Creating PDF from HTML text does not work at all.
Hello.
I am trying to use this library to convert simple markdown files (HTML in this case) into .pdf files.
But firstly I have trying something simple that was mentioned in the examples section with slight simplifications:
let html = r#"
<!DOCTYPE html>
<html>
<head>
<title>HTML to PDF Conversion</title>
<style>
body {
font-family: 'Helvetica', sans-serif;
margin: 20px;
color: #333;
}
h1 {
color: #004080;
border-bottom: 1px solid #ccc;
padding-bottom: 5px;
}
p {
margin: 10px 0;
line-height: 1.5;
}
.highlight {
background-color: #ffffcc;
padding: 5px;
border-radius: 3px;
}
ul {
margin: 15px 0;
}
li {
margin: 5px 0;
}
.footer {
margin-top: 30px;
font-size: 0.8em;
text-align: center;
color: #668;
}
</style>
</head>
<body>
<h1>HTML to PDF Conversion Example</h1>
<p>This document demonstrates converting HTML to PDF using the <span class="highlight">printpdf</span> library.
HTML conversion allows you to leverage familiar web styling techniques for PDF generation.</p>
<h2>Features Demonstrated</h2>
<ul>
<li>Basic text formatting with paragraphs and headings</li>
<li>Custom styling with CSS</li>
<li>Lists (ordered and unordered)</li>
<li>Tables with borders and styling</li>
<li>Image embedding</li>
</ul>
<h2>Ordered List Example</h2>
<ol>
<li>First, create your HTML content</li>
<li>Configure the HTML conversion options</li>
<li>Call the converter function</li>
<li>Save the resulting PDF document</li>
</ol>
<div class="footer">
Generated with printpdf HTML conversion - Page 1
</div>
</body>
</html>
"#;
using this code, pretty much the exact copy/paste of the example (but I have also tried to convert it to the string first and write it into the file afterwards, the results were the same...):
let mut doc = PdfDocument::new("HTML to PDF Example");
let mut warnings = Vec::new();
let mut pages = Vec::new();
let newpages = PdfDocument::from_html(
&html,
&BTreeMap::new(),
&BTreeMap::new(),
&GeneratePdfOptions::default(),
&mut Vec::new(),
);
pages.append(&mut newpages.unwrap_or_default().pages);
// Add the pages to the document
doc.with_pages(pages);
// Save the PDF to a file
let bytes = doc.save(&PdfSaveOptions::default(), &mut warnings);
for warning in warnings {
println!("{}", warning.msg);
}
std::fs::write("./html_example.pdf", bytes).unwrap();
The HTML itself should look something like this:
But the .pdf that I have received looks like this, it's quite a gibberish to say at least...
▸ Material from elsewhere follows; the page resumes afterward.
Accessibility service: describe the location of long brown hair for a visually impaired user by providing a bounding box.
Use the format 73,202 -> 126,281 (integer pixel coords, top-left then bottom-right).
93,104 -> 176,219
It almost looks like it would work, but for some reason, it ignores leading completely, it just puts everything to 1 line.
Am I missing something? If it helps, I am using Windows and Rust/Cargo 1.86.0
No, I noted in the README that it's very experimental. By "very experimental" I basically mean, it parses the (X)HTML (at least that works), but it's not really usable. But at least the API stub is there. I didn't have time for the 0.8 release to implement this, so I delayed it to 0.9.
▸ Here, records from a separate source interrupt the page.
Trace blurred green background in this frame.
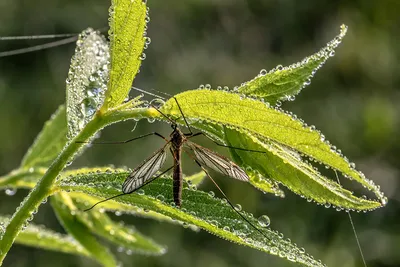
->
[0,0,400,267]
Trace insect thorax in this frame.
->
[170,125,186,148]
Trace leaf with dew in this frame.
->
[59,171,323,266]
[51,192,117,267]
[159,90,387,209]
[66,28,110,139]
[102,0,150,110]
[20,105,67,169]
[235,25,347,105]
[0,216,90,257]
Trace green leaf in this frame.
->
[20,105,67,169]
[0,167,47,189]
[160,90,387,209]
[225,129,380,210]
[74,199,166,255]
[184,171,206,186]
[60,172,323,266]
[236,25,347,105]
[69,192,199,231]
[0,216,90,257]
[51,193,117,267]
[61,167,197,230]
[102,0,150,110]
[66,28,110,139]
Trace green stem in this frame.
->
[0,108,154,265]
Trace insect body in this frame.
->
[122,113,249,207]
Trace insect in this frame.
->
[81,98,274,241]
[0,30,368,266]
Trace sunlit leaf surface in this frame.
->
[104,0,150,109]
[0,216,90,256]
[235,25,347,105]
[66,28,110,139]
[162,90,386,209]
[21,105,67,169]
[51,193,117,267]
[59,171,322,266]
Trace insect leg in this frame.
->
[76,132,168,145]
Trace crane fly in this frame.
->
[0,28,366,266]
[85,97,274,238]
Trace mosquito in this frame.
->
[0,32,367,266]
[81,97,274,238]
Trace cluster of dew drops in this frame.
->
[192,25,387,212]
[126,177,320,262]
[66,28,110,136]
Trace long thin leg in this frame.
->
[195,159,269,240]
[76,132,168,145]
[174,97,193,135]
[335,170,367,267]
[0,36,78,57]
[187,132,265,153]
[83,166,174,211]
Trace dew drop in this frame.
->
[258,215,271,227]
[235,204,242,211]
[6,188,17,196]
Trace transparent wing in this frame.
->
[122,145,167,193]
[187,142,249,182]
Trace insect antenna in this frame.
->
[75,132,168,145]
[83,166,174,212]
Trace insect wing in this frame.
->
[122,146,167,194]
[188,142,249,182]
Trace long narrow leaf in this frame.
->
[162,90,387,209]
[60,172,323,266]
[51,193,117,267]
[104,0,150,109]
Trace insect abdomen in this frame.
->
[172,148,182,207]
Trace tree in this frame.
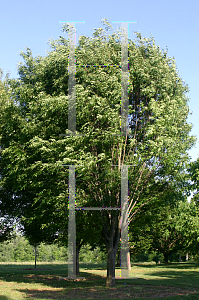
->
[0,20,195,286]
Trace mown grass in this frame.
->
[0,262,199,300]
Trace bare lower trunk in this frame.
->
[35,245,37,269]
[164,253,169,264]
[127,251,131,270]
[76,247,80,275]
[106,248,117,287]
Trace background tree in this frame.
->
[0,21,194,286]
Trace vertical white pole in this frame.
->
[68,165,76,277]
[121,165,129,277]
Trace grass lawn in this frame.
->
[0,262,199,300]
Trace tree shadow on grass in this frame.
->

It is that way is because the underlying HTML layout solver is a massive piece of work, i.e. in order to put the HTML into the PDF, I first need to solve the positions, fonts, images, etc. and then translate it to PDF operations: that is done by azul-layout, which has reftests here: https://azul.rs/reftest - HTML layout solving is very complex.
You are not missing anything, it's just broken. What you're seeing is a "start", my goal was to get it to be "usable for invoices" and that's about it. Real HTML layout solving would be a massive effort.
Aha, Okay I see... I was working with the assumption that what is included in the examples is already in somewhat working condition, but perhaps I got ahead of myself...
I will see what I can do for my use case until then. But thanks for the fast response!